Advances in constructing silver nanowire-based conductive pathways for flexible and stretchable electronics

• Published in: Nanoscale Vol. 14; no. 32; pp. 11484 - 11511
• Main Authors: Yang, Yuanhang, Duan, Shun, Zhao, Hong
• Format: Journal Article
• Language: English
• Published: Cambridge Royal Society of Chemistry 18.08.2022
• Subjects: Electrodes; Electronic devices; Electronics; Indium tin oxides; Nanomaterials; Nanowires
• ISSN: 2040-3364; 2040-3372
• DOI: 10.1039/d2nr02475f

With their soaring technological demand, flexible and stretchable electronics have attracted many researchers' attention for a variety of applications. The challenge which was identified a decade ago and still remains, however, is that the conventional electrodes based on indium tin oxide (ITO) are not suitable for ultra-flexible electronic devices. The main reason is that ITO is brittle and expensive, limiting device performance and application. Thus, it is crucial to develop new materials and processes to construct flexible and stretchable electrodes with superior quality for next-generation soft devices. Herein, various types of conductive nanomaterials as candidates for flexible and stretchable electrodes are briefly reviewed. Among them, silver nanowire (AgNW) is selected as the focus of this review, on account of its excellent conductivity, superior flexibility, high technological maturity, and significant presence in the research community.

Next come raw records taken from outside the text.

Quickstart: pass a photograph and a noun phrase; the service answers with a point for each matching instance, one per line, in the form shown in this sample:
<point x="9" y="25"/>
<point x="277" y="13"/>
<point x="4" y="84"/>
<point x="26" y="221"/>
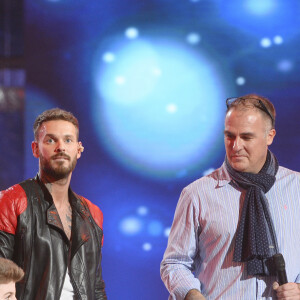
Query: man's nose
<point x="60" y="146"/>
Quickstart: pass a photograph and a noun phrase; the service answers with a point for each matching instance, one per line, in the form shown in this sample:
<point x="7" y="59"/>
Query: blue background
<point x="148" y="82"/>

To fabricate a reliable AgNW-based conductive network for electrodes, different processing technologies are introduced, and the corresponding characteristics are compared and discussed. Furthermore, this review summarizes strategies and the latest progress in enhancing the conductive pathway. Finally, we showcase some exemplary applications and provide some perspectives about the remaining technical challenges for future research. This review surveys up-to-date advances in the development of AgNW-based flexible and stretchable electronics, including fabrication methods, strategies to enhance the conductivity of AgNW network, as well as applications and future perspectives.